Startup Zego has raised just over £1 million in seed funding from investors, including LocalGlobe, with FTSE 100 company Aviva, for an “insurtech” product for gig economy delivery drivers.
According to Tech Crunch, while companies like Uber and Deliveroo are getting bigger, the issue of insuring all of their drivers , or the workers finding insurance for themselves, has become a pressing issue.
Zego is an “insurtech” company — an insurance product distributed by a tech platform/app—that offers a “pay-as-you-go” system that manages all of the customer’s information from sales, payment management and the backend processes. It then links the data to the insurance/capacity providers (in this case Aviva).
The backend platform also automates many of the broker processes, reducing the expenses and additional costs between the insured and the provider, as well as timestamps exactly when the drivers are working/not working, links that to the insurer, and thus ensures that the drivers have suitable insurance coverage for the work that they are doing.
While Cuvva is a similar product, it is for leisure use while Zego is for delivery purposes, which is a more tightly regulated market.

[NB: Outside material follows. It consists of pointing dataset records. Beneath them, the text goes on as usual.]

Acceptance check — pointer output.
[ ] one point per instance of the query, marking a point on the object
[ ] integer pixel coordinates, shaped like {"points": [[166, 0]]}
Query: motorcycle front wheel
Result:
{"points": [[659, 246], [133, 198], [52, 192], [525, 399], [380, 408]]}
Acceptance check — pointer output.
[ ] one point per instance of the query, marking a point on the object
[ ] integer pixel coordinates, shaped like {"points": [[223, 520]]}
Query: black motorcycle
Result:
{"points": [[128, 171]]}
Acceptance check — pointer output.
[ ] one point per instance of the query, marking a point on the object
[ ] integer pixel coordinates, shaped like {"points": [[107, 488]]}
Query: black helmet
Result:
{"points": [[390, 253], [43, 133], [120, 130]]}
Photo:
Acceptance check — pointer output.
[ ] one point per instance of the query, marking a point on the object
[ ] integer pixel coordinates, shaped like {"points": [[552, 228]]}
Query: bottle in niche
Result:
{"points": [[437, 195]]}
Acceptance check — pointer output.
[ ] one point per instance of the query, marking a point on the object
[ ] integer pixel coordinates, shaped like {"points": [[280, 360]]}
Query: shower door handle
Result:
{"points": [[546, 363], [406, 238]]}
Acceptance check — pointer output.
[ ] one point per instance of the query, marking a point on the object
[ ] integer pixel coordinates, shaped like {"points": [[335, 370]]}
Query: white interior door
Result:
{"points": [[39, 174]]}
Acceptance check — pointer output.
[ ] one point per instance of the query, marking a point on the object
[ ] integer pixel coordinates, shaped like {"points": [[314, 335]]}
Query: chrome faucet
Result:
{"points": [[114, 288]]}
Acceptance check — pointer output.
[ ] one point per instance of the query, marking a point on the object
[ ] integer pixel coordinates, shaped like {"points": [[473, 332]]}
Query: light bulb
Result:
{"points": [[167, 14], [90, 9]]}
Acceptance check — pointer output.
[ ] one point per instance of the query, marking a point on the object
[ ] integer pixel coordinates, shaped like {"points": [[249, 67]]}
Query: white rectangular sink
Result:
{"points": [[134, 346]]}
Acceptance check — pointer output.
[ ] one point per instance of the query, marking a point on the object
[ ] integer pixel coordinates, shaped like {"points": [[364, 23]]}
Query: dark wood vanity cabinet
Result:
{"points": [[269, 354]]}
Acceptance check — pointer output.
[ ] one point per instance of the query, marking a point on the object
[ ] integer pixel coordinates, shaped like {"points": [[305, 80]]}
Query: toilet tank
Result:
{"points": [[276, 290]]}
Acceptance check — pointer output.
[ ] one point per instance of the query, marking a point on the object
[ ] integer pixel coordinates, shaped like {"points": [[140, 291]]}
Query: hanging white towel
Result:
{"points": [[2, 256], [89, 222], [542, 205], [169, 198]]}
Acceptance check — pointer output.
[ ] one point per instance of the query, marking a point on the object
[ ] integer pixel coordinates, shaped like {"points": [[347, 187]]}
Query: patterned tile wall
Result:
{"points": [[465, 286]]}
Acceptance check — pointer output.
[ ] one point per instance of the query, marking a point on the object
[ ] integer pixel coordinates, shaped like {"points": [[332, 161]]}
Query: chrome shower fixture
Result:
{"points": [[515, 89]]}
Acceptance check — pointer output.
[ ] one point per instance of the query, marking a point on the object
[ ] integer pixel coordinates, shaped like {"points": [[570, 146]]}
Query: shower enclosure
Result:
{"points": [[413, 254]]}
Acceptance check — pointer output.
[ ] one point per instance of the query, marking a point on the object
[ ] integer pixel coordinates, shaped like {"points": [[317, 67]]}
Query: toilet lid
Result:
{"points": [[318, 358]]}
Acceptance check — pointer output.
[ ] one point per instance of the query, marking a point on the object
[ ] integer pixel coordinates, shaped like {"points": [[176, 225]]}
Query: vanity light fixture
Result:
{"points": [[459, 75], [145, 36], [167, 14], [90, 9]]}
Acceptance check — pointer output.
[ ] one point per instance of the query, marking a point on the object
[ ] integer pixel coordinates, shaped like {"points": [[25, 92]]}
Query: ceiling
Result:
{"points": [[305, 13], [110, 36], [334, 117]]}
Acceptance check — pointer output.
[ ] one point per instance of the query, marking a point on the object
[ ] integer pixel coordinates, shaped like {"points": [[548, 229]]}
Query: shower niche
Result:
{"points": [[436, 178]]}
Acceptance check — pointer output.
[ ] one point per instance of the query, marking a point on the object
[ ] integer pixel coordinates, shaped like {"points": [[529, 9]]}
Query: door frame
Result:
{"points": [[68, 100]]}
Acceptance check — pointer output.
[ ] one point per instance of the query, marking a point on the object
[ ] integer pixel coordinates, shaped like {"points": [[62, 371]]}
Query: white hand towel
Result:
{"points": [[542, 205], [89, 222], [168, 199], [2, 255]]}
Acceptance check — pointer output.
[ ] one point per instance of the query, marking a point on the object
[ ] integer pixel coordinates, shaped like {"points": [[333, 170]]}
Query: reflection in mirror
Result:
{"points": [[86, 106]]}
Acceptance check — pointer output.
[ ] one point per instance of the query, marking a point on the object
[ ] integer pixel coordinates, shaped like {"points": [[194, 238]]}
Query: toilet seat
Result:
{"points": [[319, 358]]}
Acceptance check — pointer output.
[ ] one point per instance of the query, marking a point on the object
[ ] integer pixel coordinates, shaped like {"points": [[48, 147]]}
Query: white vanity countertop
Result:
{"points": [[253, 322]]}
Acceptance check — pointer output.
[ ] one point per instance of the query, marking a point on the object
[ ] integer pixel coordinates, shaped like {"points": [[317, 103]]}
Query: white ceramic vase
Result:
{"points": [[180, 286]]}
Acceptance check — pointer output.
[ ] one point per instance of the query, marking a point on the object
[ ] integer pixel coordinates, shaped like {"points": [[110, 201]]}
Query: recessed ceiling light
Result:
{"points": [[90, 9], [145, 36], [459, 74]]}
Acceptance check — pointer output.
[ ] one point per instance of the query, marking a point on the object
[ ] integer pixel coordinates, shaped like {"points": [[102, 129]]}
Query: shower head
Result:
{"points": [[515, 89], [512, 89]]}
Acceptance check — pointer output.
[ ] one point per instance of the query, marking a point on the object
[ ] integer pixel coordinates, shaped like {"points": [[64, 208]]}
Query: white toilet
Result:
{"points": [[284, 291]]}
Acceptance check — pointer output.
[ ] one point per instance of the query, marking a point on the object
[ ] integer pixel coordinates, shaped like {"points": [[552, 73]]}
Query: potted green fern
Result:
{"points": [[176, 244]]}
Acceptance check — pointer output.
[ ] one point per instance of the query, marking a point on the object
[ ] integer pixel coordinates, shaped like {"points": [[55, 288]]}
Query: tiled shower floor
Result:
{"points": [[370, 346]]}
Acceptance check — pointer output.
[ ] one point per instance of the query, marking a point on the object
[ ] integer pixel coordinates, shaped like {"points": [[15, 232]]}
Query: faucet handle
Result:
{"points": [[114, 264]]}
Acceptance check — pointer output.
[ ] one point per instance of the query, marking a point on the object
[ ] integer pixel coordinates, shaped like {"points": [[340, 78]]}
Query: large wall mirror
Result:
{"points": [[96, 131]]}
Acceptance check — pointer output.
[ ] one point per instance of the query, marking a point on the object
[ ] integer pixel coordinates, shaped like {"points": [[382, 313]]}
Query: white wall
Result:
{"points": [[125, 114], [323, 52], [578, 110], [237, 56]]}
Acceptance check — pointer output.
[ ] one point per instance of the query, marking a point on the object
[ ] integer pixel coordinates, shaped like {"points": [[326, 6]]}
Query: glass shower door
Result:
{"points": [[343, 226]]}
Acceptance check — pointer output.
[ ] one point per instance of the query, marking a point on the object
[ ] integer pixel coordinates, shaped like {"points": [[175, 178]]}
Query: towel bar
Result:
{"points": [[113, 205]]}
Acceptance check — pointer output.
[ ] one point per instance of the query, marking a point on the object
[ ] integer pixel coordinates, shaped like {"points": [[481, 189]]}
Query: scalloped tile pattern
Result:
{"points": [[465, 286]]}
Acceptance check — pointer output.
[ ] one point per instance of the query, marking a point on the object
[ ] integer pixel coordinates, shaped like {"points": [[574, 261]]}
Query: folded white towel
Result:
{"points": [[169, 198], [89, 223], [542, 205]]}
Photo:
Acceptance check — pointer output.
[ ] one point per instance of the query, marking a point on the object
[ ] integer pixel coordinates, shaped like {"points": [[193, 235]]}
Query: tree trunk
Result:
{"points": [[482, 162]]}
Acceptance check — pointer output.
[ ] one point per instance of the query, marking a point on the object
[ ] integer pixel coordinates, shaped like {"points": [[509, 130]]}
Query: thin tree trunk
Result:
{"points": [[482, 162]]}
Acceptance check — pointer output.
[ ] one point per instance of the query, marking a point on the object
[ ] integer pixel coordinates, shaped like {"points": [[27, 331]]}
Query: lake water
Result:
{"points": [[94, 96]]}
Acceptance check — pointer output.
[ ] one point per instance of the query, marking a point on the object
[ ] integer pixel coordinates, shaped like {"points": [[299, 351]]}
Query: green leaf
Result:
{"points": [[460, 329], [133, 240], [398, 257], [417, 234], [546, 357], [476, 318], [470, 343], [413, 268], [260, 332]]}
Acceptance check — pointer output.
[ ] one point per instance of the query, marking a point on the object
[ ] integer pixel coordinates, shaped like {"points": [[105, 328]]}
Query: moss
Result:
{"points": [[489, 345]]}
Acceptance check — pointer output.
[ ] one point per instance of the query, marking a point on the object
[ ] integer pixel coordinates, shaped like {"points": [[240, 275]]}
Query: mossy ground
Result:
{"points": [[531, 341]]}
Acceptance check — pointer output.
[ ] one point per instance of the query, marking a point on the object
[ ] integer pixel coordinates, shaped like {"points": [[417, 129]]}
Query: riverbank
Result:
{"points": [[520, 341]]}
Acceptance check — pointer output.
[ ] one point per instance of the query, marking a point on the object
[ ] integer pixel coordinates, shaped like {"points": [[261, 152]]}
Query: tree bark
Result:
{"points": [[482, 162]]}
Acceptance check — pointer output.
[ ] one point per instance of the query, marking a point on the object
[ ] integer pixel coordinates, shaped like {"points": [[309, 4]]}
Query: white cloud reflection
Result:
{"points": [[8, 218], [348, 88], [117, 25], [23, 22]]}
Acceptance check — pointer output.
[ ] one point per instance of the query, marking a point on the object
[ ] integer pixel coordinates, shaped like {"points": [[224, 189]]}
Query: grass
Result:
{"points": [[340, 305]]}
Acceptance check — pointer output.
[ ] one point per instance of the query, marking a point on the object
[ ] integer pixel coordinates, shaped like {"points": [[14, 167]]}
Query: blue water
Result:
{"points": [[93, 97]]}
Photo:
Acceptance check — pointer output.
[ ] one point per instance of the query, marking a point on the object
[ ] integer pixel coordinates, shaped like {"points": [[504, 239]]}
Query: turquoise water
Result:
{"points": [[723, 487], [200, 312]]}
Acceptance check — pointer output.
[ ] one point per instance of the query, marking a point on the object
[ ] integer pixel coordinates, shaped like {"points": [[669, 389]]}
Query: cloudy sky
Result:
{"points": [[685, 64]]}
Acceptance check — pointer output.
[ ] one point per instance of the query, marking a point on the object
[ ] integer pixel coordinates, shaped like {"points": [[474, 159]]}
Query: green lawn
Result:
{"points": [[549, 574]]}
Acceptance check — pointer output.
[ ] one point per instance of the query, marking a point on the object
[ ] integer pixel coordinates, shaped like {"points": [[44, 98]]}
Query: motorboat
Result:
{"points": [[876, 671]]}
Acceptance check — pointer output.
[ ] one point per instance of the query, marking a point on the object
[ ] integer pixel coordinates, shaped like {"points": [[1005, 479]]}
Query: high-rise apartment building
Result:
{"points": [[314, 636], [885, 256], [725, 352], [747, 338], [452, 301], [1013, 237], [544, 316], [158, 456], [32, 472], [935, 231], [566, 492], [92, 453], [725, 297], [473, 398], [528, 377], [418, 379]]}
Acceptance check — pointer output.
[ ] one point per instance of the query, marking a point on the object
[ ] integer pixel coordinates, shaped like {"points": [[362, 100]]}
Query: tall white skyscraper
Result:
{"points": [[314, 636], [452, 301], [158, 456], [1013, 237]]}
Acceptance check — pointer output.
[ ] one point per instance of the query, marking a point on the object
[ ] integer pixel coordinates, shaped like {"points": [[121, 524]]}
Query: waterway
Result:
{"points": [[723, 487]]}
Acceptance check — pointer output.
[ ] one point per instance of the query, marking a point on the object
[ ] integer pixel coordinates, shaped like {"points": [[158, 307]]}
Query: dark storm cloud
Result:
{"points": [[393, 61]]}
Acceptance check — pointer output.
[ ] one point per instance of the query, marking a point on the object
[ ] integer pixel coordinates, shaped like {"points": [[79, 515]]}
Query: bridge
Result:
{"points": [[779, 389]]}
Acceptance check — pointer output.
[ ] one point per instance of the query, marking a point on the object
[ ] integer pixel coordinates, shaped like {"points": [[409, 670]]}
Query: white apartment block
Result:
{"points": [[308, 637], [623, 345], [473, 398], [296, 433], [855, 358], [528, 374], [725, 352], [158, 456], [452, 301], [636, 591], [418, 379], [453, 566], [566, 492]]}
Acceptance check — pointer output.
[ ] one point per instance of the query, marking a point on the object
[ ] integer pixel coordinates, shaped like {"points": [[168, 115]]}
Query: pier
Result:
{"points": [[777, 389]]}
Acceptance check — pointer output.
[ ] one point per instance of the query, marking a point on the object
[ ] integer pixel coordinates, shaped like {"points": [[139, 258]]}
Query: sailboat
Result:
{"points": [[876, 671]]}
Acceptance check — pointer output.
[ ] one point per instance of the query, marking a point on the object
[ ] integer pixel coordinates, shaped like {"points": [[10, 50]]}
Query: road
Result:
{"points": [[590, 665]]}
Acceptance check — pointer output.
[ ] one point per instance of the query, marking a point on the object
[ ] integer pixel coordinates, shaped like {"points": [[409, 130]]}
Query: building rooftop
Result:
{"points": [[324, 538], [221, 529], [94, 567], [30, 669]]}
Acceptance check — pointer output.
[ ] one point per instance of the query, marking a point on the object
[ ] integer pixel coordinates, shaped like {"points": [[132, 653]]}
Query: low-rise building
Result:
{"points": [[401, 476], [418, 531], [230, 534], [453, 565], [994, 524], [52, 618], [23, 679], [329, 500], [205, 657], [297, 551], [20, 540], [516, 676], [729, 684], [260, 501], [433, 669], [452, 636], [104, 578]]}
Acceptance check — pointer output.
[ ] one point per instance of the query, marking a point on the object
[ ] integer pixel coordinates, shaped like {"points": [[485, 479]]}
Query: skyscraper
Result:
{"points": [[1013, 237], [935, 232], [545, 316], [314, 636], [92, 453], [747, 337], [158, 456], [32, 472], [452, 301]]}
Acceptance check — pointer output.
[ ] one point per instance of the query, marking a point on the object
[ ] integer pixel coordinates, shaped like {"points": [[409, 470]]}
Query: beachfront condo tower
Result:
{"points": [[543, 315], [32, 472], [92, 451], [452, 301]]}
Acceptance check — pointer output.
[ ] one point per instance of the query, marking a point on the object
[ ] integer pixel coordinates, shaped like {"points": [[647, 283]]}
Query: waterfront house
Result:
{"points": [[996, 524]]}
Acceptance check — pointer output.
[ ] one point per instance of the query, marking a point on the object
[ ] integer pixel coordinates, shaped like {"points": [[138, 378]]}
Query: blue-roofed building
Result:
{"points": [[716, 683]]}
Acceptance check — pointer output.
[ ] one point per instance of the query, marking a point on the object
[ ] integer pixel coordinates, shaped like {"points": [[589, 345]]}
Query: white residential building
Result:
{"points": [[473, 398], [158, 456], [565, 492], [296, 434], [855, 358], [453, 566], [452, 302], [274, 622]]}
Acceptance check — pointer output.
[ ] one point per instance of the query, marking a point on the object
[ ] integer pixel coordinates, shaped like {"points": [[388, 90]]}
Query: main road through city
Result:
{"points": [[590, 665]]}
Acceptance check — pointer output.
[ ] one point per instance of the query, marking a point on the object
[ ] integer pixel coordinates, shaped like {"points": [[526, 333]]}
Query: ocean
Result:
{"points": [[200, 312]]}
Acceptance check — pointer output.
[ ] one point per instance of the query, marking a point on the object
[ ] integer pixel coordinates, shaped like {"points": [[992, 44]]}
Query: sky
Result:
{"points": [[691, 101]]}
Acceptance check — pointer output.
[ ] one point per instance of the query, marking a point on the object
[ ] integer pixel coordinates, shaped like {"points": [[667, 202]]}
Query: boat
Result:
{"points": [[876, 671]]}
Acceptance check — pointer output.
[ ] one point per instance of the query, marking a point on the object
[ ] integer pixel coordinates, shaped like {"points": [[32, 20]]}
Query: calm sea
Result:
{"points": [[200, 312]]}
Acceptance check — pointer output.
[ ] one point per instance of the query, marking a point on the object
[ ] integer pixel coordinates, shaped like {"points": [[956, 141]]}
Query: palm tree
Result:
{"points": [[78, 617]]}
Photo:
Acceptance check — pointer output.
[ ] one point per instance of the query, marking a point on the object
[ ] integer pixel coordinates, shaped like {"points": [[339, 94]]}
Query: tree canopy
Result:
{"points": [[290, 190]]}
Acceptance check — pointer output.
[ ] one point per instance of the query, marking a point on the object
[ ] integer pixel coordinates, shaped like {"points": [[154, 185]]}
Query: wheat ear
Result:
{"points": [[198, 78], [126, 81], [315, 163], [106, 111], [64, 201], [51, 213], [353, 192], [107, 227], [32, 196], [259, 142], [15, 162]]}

Fees for the scooter policy start from 65p an hour up to £25 a week, while insuring a car can cost as little as £1 an hour. To date, Zego has written 400,000 hours of coverage for drivers.
The company’s founders are Harry Franks, who worked at a senior level at Deliveroo and before that luxury rental business onefinestay; Sten Saar worked for onefinestay and later developed operations at Deliveroo; and Stuart Kelly, who was lead developer at Mainframe and then head of engineering at start-up Hubble.